Peruntukannya terlihat. Taman Permenungan Bung Karno disiapkan  untuk “kesinambungan makna bernegara".  Pesta nikah anak wabup jauh sekali dari itu, untuk tidak mengatakan tidak ada hubungannya samasekali dengan  kesinambungan makna bernegara. Tapi … kesulitannya justru terletak di situ, pada penerapannya. Kesinambungan makna bernegara itu sangat abstrak. Maka perlu dikonkretkan: kegiatan macam apakah yang termaktub di dalamnya. Lebih praktis: kegiatan apa saja yang boleh dilakukan dalam Taman Permenungan Bung Karno. Ini yang sampai sekarang belum diatur secara jelas dan  tegas. Akibatnya, orang bebas menafsir. Pernikahan anak wabup di Taman Permenungan Bung Karno merupakan hasil dari penafsiran bebas juga. Kebetulan yang menafsir itu seorang wabup, yang notabene  punya kuasa, maka jadi sudah itu barang.

***
Menyikapi kenyataan ini, dan belajar dari kasus pahit sang wabup, Pemkab dan DPRD Ende perlu segera memikirkan cara terbaik bagi perlindungan, pengembangan, dan pemanfaatan Taman Permenungan Bung Karno (dan  situs Bung Karno lainnya di Ende). Kita sudah memiliki UU No. 11 Tahun 2010 tentang Cagar Budaya. Dalam UU ini dicantumkan 16 kewenangan pemerintah daerah. Kalau UU ini dinilai belum cukup operasional bagi perlindungan, pengembangan, dan pemanfaatan Taman Permenungan Bung Karno (dan  situs Bung Karno lainnya di Ende), mungkin perlu dibuat perda khusus. Sambil menunggu perda, apakah bisa dibuat perbup? Atau? Pemkab dan DPRD lebih tahu.

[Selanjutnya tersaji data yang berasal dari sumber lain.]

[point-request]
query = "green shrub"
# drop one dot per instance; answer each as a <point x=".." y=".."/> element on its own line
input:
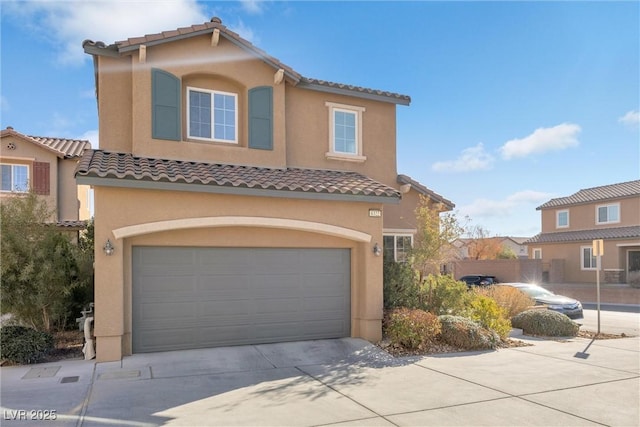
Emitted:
<point x="400" y="286"/>
<point x="545" y="322"/>
<point x="511" y="299"/>
<point x="466" y="334"/>
<point x="490" y="315"/>
<point x="441" y="294"/>
<point x="411" y="328"/>
<point x="24" y="345"/>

Intinya,  peraturan yang jelas dengan sanksi yang tegas perihal pemanfaatan ruang publik sangatlah dibutuhkan. Ini yang selama ini menjadi kekurangan besar di Kota Ende. Ini pulalah akar terjauh dari kasus pemanfaatan Taman Permenungan Bung Karno sebagai tempat pesta nikah anak wabup. Jadi? Segera bereskan akarnya. Jangan hanya kutuk pucuknya.  ***

Dimuat pada kolom "Opini" Harian Umum FLORES POS Edisi Jumat, 18 September 2015.